Berufsgruppe Lehrer: Die höchste Burnout-Rate und niemanden interessiert es !?!?!
Seit mittlerweile mehr als 8 Jahren führen wir die Ausbildung zum Lerncoach Advanced durch. Parallel bieten wir 2-Tages-Seminare und viele Lehrerfortbildungen in Schulen an.
Ein Feedback, dass wir immer wieder bekommen, stimmt mich sehr nachdenklich:
„Das ist die erste Ausbildung in der es wirklich um mich geht!“
Natürlich ist das ein sehr schönes Feedback für uns und auch sehr traurig, oder?
Meiner Meinung ist es doch ganz entscheidend, dass es der Person, die vor der Klasse steht gut geht.
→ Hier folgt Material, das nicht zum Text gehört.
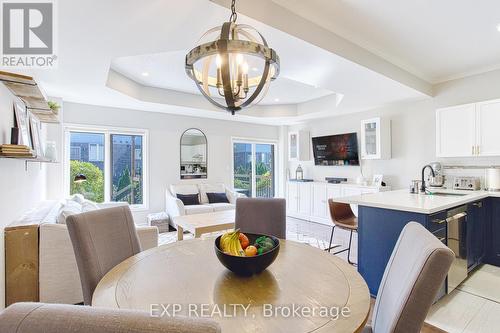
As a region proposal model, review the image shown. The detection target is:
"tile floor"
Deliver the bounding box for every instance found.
[159,217,500,333]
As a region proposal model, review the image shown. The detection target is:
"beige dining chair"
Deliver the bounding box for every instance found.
[235,198,286,238]
[0,302,221,333]
[363,222,454,333]
[66,206,142,305]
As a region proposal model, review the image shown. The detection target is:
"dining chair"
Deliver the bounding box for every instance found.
[363,222,454,333]
[235,197,286,238]
[0,302,221,333]
[326,199,358,265]
[66,206,142,305]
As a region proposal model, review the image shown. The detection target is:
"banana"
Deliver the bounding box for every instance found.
[220,230,245,256]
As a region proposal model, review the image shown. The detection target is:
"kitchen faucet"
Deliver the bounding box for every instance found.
[421,164,436,193]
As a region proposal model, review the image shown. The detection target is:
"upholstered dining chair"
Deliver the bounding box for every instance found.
[363,222,454,333]
[0,302,221,333]
[326,199,358,264]
[66,206,142,305]
[235,198,286,238]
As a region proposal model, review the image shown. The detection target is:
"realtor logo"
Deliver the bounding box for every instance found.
[1,0,57,67]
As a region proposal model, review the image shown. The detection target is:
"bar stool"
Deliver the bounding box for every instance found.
[325,199,358,265]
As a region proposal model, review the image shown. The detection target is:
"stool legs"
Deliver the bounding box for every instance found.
[326,226,357,266]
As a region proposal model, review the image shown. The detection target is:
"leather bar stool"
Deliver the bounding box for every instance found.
[325,199,358,265]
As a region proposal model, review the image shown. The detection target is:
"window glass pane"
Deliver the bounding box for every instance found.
[256,144,275,198]
[69,132,105,202]
[233,143,252,197]
[111,134,143,205]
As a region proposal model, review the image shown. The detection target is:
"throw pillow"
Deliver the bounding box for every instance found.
[81,200,99,212]
[69,193,85,204]
[206,192,230,204]
[177,193,200,206]
[57,201,82,224]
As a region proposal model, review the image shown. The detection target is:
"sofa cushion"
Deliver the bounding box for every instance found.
[199,184,225,204]
[206,192,229,204]
[170,184,199,196]
[184,205,214,215]
[176,193,200,206]
[209,203,235,212]
[69,193,85,205]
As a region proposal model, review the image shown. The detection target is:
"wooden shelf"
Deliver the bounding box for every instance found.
[0,71,59,123]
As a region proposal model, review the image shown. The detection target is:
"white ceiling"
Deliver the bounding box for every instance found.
[8,0,499,123]
[271,0,500,83]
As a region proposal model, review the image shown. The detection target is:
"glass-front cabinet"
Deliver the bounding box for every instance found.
[288,130,310,161]
[360,117,391,160]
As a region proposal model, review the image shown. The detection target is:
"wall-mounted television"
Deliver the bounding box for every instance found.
[312,133,360,166]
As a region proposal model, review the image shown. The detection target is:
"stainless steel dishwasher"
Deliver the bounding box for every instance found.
[446,205,468,293]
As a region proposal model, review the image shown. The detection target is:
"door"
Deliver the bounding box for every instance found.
[477,100,500,156]
[287,182,298,214]
[311,183,328,219]
[298,183,311,215]
[436,104,476,157]
[469,201,486,267]
[233,141,276,198]
[491,198,500,266]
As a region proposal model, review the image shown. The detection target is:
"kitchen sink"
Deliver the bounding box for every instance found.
[427,192,469,197]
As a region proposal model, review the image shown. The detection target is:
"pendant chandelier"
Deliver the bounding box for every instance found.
[185,0,280,115]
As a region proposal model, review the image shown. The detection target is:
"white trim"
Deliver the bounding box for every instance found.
[231,136,279,198]
[63,124,149,211]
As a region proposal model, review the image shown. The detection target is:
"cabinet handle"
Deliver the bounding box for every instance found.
[472,202,483,208]
[477,145,480,155]
[472,146,475,155]
[432,219,446,224]
[438,237,446,242]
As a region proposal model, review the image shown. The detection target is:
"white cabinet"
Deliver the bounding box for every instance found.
[436,99,500,158]
[436,104,476,157]
[287,182,299,214]
[298,182,311,215]
[312,183,328,219]
[476,100,500,156]
[360,117,391,160]
[286,181,388,225]
[288,131,310,161]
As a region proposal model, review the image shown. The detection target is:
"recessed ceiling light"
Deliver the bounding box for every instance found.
[497,23,500,32]
[141,72,149,77]
[274,98,280,102]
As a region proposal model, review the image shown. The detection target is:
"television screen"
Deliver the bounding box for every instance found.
[312,133,359,166]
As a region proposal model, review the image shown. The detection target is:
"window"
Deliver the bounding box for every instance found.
[232,139,276,198]
[65,126,148,209]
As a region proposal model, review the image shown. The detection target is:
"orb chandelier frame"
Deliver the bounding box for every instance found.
[185,0,280,115]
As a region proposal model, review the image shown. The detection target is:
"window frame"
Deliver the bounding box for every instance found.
[231,137,278,198]
[63,124,149,211]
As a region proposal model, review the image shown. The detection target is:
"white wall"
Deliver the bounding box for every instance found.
[288,69,500,189]
[59,102,280,224]
[0,84,47,308]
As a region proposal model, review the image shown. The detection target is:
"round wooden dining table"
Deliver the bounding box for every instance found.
[93,238,370,333]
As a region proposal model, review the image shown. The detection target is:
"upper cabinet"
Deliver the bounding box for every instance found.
[288,130,310,161]
[360,117,391,160]
[436,99,500,157]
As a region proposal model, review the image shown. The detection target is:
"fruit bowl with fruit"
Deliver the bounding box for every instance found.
[215,230,280,276]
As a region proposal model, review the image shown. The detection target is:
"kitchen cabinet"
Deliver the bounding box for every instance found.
[298,182,312,216]
[287,182,299,214]
[476,100,500,156]
[436,99,500,157]
[436,104,476,157]
[467,200,486,271]
[311,183,328,219]
[288,131,310,161]
[360,117,391,160]
[489,198,500,266]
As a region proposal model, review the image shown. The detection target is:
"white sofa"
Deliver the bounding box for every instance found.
[5,200,158,305]
[165,183,244,226]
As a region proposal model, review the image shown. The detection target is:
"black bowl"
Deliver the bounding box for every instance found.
[214,233,280,276]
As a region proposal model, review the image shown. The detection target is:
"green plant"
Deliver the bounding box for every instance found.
[70,160,104,202]
[47,101,60,113]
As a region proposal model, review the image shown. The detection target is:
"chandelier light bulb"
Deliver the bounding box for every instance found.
[216,54,222,68]
[242,62,249,75]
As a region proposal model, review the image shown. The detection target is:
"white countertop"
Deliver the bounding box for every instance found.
[335,189,500,214]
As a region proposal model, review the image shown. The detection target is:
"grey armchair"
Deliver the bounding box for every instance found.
[235,197,286,238]
[364,222,454,333]
[66,206,142,305]
[0,302,221,333]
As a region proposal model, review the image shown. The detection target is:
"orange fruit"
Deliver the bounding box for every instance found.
[245,245,258,257]
[239,233,250,249]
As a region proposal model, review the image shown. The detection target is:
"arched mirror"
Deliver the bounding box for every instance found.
[180,128,207,179]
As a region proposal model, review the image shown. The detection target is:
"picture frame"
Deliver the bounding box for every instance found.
[14,101,31,147]
[372,174,383,187]
[29,113,43,158]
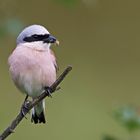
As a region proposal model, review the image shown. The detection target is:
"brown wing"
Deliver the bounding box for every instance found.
[50,49,59,72]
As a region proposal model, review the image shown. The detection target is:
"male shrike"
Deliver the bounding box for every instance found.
[8,25,59,124]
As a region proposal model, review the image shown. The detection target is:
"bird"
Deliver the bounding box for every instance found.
[8,24,59,124]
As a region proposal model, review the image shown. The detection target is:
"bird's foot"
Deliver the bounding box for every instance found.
[21,95,30,119]
[44,86,53,98]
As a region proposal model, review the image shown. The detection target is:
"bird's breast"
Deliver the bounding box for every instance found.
[9,46,56,97]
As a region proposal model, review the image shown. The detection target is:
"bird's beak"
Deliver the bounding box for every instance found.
[43,35,59,46]
[55,40,59,46]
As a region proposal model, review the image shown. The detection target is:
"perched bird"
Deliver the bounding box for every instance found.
[8,25,59,124]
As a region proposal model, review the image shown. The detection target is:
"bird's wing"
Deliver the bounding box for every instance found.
[50,49,59,72]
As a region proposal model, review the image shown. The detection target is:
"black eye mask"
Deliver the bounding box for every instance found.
[23,34,50,42]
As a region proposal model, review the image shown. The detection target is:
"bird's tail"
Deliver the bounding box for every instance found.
[31,100,46,124]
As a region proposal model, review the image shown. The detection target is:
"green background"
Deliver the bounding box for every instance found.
[0,0,140,139]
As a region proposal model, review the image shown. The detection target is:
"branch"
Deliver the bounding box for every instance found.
[0,66,72,140]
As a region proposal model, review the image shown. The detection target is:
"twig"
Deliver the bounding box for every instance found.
[0,66,72,140]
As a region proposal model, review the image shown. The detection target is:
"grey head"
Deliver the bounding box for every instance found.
[16,24,58,45]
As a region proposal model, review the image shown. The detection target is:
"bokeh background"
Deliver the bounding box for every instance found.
[1,0,140,140]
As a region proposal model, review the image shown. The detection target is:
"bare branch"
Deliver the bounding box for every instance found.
[0,66,72,140]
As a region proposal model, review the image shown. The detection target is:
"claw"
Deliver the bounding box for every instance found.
[21,95,29,119]
[21,104,28,119]
[44,86,52,98]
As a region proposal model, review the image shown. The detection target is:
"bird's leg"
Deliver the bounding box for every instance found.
[21,95,29,119]
[24,95,29,103]
[44,86,53,98]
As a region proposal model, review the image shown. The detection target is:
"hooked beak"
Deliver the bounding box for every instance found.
[55,40,59,46]
[43,35,59,46]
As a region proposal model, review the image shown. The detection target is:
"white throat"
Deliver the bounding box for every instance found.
[19,42,51,51]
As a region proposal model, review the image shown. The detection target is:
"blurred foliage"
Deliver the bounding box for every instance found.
[113,106,140,132]
[102,135,118,140]
[0,0,94,38]
[0,18,24,38]
[5,19,24,36]
[53,0,96,7]
[102,106,140,140]
[54,0,78,7]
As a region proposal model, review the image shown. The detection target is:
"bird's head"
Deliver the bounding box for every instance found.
[16,24,59,48]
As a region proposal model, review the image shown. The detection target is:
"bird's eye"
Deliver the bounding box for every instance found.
[32,34,39,39]
[44,34,50,38]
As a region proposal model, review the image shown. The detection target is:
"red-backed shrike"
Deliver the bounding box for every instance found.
[8,25,59,124]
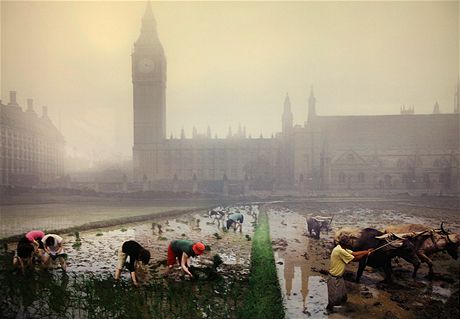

Wenn dem nicht so ist, wie soll ein angenehmer und gewinnbringender Unterricht möglich sein? Was ist dann das, was den Schülerinnen und Schülern widerspiegelt wird? Schule macht krank?
Lehrkräfte dürfen gestärkt werden und mit Techniken sowie Strategien aus der Persönlichkeitsentwicklung ausgestattet werden. Wenn sie diese für sich selbst erfolgreich einsetzen, wie genial, dass sie diese dann automatisch an die Schülerinnen und Schüler weitergeben.
Ein Fehler im System
Wie wird der Unterricht verlaufen, wenn eine Lehrkraft morgens schon mit Grummeln im Bauch die Schule betritt. Wenn sie in ihrem Kopf Gedanken hat, wie „oh, Gott, schon wieder diese Klasse“ oder ähnliche.
Was wird passieren, wenn die Lehrerinnen oder der Lehrer so das Klassenzimmer betritt?
Wie ist das bei Dir? Wenn Dir jemand mit grimmigem Gesicht gegenüber steht, die etwas erzählt, wie ist dann Deine Stimmung?
Genau, zurückhaltend oder auch schön langsam etwas grimmiger.
Für mich ist es völlig logisch, dass Lehrerinnen und Lehrer, die mit sich und der Welt im Einklang sind, auch sehr gute Lehrkräfte sind.
Warum interessiert sich denn niemand dafür, Lehrerinnen und Lehrern Techniken und Strategien an die Hand zu geben, die sie persönlich stärken?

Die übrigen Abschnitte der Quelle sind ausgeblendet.